Bianca opens the gate for me and holds my hand as we make our way into the courtyard. We dip our fingers in the water of the fountain in the middle of it, a little ritual of ours, and slip through the kitchen door.
The kitchen was never cold, never empty. Something was always cooking on the stove or cooling on the marble slab of the table – tomato sauce for the winter, jars of jam, an enormous pot of bean stew or potatoes covered in herbs and olive oil, almond biscuits or bottles of our own wine. I follow Bianca through the living room with its open fireplace, and down the corridor lined with floor-to-ceiling windows. The corridor ended with my father’s study: but we never went in there.
In my daydream, that part of the house didn’t exist.
Instead, we open the glass door to the rose garden, and make our way to the bench where my mother used to sit and paint. Here I find Mia, sitting on that same bench with a sketchbook in hand, and Nora, playing outside in the sunshine as she always did. Both are frozen in time at seven and eight years old, like the day I last saw them, and they run to me, and hold me tight. Bianca joins our embrace and we’re one again, the four Casalta girls. The Falconeri sisters, reunited.
After a while, I climb the stone stairs that lean on the side of the house, and watch my sisters from above – sweet Bianca, headstrong Nora, dreamy Mia, a red head and two brown ones close together to contemplate a rose – and slip through the window across the last step, into Bianca’s bedroom. I twirl in the sunny garden painted on Bianca’s wall, among the pink roses that decorate the window and the doorframe. Our mother had painted each of our rooms before we were born; she knew, somehow, that she was going to have four daughters, and who we were going to be, and she reflected her vision in her frescoes.
I peep into Nora’s room, with its yellow roses and the fresco of a beach dotted with running horses, and then enter Mia’s, the most spectacular of all. White roses around the windows and the door, and the rest of the space full of galaxies, stars, comets, constellations, in a symphony of blue, black, silver and all shades of purple and pink.
Finally, I step into my childhood room.
It was unfinished, because my mother had gone into labour with me and Bianca while she was still working on it. She’d decorated the walls with red roses, but that was it. She’d told me that she would complete it in years to come, with all the wonderful things I would see and do.

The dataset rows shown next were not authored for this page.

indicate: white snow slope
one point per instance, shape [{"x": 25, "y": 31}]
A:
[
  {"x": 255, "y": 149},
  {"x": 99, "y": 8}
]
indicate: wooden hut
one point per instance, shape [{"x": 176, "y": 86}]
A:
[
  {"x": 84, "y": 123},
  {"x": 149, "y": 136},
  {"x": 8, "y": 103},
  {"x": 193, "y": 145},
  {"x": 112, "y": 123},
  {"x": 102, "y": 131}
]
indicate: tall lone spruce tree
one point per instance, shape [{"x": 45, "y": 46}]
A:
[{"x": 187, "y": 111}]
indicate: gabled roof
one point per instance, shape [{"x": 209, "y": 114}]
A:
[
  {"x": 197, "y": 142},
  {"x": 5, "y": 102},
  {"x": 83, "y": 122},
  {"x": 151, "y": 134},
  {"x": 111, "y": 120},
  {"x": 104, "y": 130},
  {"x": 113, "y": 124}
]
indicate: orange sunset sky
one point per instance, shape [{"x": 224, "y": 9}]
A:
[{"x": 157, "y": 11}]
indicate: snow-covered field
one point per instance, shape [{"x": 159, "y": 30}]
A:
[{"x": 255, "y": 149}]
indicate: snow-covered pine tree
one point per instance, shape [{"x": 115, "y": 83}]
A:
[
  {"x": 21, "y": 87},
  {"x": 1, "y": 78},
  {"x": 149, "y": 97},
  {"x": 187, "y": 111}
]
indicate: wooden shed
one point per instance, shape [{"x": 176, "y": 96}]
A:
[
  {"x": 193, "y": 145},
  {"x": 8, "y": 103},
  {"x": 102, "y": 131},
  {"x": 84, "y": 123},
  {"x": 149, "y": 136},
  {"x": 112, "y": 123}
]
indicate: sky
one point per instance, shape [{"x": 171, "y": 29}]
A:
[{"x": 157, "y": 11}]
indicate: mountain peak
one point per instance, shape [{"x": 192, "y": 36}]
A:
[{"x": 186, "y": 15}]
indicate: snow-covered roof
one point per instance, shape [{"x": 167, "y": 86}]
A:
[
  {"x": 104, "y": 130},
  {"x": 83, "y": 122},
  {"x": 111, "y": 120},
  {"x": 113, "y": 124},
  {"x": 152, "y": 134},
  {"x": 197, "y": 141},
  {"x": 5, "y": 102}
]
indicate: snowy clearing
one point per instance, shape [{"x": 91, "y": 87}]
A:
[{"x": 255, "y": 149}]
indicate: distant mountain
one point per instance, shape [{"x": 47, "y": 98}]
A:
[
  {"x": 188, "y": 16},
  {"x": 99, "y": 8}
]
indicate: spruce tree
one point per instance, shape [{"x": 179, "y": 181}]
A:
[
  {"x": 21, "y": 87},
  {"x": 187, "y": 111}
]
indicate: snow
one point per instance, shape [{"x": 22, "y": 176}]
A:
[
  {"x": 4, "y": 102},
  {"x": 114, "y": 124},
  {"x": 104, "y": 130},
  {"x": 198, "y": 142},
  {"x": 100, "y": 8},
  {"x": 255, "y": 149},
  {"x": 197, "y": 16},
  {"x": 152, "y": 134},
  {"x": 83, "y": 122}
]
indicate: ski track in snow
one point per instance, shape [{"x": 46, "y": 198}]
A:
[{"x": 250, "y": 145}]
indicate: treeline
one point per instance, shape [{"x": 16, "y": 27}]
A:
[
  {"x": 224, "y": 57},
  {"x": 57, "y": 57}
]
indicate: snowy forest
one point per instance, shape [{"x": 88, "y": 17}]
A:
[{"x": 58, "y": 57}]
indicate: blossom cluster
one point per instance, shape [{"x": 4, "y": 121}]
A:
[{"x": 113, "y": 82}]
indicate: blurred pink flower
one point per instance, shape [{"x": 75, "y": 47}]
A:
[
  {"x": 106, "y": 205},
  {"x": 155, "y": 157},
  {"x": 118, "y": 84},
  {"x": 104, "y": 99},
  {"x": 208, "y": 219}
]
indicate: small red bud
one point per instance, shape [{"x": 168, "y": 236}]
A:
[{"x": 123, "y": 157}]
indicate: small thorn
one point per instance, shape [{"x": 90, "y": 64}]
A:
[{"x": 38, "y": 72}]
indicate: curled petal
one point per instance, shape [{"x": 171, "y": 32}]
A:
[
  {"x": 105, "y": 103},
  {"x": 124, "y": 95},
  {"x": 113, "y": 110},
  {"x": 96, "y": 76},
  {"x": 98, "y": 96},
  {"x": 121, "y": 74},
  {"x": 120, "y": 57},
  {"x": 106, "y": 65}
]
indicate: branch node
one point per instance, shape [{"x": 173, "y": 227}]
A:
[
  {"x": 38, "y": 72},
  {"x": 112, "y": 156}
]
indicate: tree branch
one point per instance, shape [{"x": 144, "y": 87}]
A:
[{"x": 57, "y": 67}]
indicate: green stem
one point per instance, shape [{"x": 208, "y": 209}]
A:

But we never had those years to come, because she died on the hills around our home just before my twelfth birthday, and my room remained unfinished.
My daydream always stopped there, when emotion overwhelmed me and I knew it was time to raise my inner walls again, against the memories, against the longing, against the anger. It was at that point that in my mind’s eye, I’d fly out of Casalta, the childhood home I’d been exiled from too fast, too suddenly, to even have the time to say goodbye.